That being said, here are some pictures of where we are staying. More photos and stories to come.

Wednesday, December 19, 2007

School Life




Teaching at an international school has been a really good experience. The students are for the most part well-behaved, studious and curious about what they are learning. There are always a few trouble makers and a few clowns but this makes the class interesting.

Our school is run on a block schedule, which I really enjoy. What this means is that classes are one hour and 40 minutes in length compared to the normal 50 minute schedule. In the high school there are A days and B days. On my A days I teach 3 blocks of 100 minutes, one US History section, one Freshman English section and a Dance elective. On my B days I see different students entirely and teach two classes, I have a different US History section and a different English section. I feel that block scheduling really allows a teacher to focus more indepth on a subject as well as allow for a variety of activities to take place within one class.

Here are some photos from my classroom: Note the studious expressions on my students faces. Angels, right?

Tuesday, December 18, 2007

Staff Christmas Party






Andrew and myself at a staff Christmas party at the Dusit where we live. There were appetizers, buffet of entrees and desserts. No Christmas cookies, but I guess will live. Included is a picture of the giant gingerbread house they built in the lobby.

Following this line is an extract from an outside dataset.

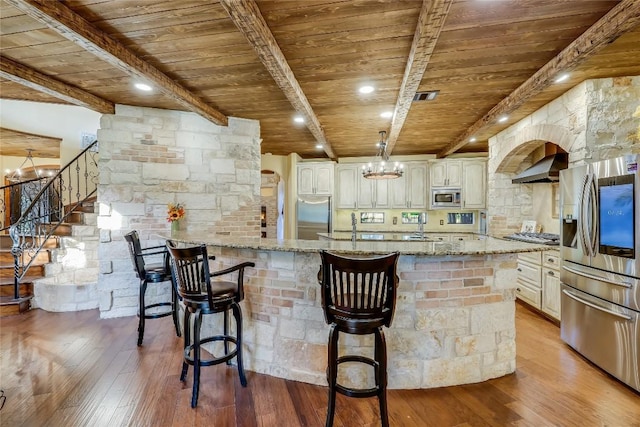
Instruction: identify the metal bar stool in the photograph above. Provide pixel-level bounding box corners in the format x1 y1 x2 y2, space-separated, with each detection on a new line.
167 242 255 408
124 230 180 346
319 251 399 427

Elephant's are a girl's best friend




Was that how that song went…diamonds are a …..no wait elephants are a girl’s best friend. Elephants are large, smart and amazing. A tribute to them and their powerful trunk. Check out the picture of the baby one (one year old). Andrew got into a shoving match with him and he lost, barely a competition. The 8-year-old Burmese elephant handler had to save him from a stomping.

Jacques Cousteau or Scuba Steve



Andrew catches us a red snapper for dinner via the old traditional spear fishing method. Supposedly he is the first foreigner in Nwge Saung to be able to successful spear a fish.

October Break Pictures





Here are a few highlights from our October break spent in Nwge Saung on the Bay of Bengal in Myanmar.


Hungry, hungry Hippo







Here are images from a field trip to Hlawga Lake (pronounced La-ga Lake) that Andrew took his 6th grade science students on. They looked at look wildlife including two very large Hippos that you can feed by hand. Now, you may or may not know this, but Hippos have incredibly strong jaws that can crush bone. The fact that kids can practically stick their hands into the hippos mouth to feed them just speaks to the trusting nature or naïve nature of this country. Either way, these are amazing creatures. I also added the picture of two of his students because they look so bored and unhappy (I am sure this is just a posed picture because how could you not have fun with Mr. Bauman).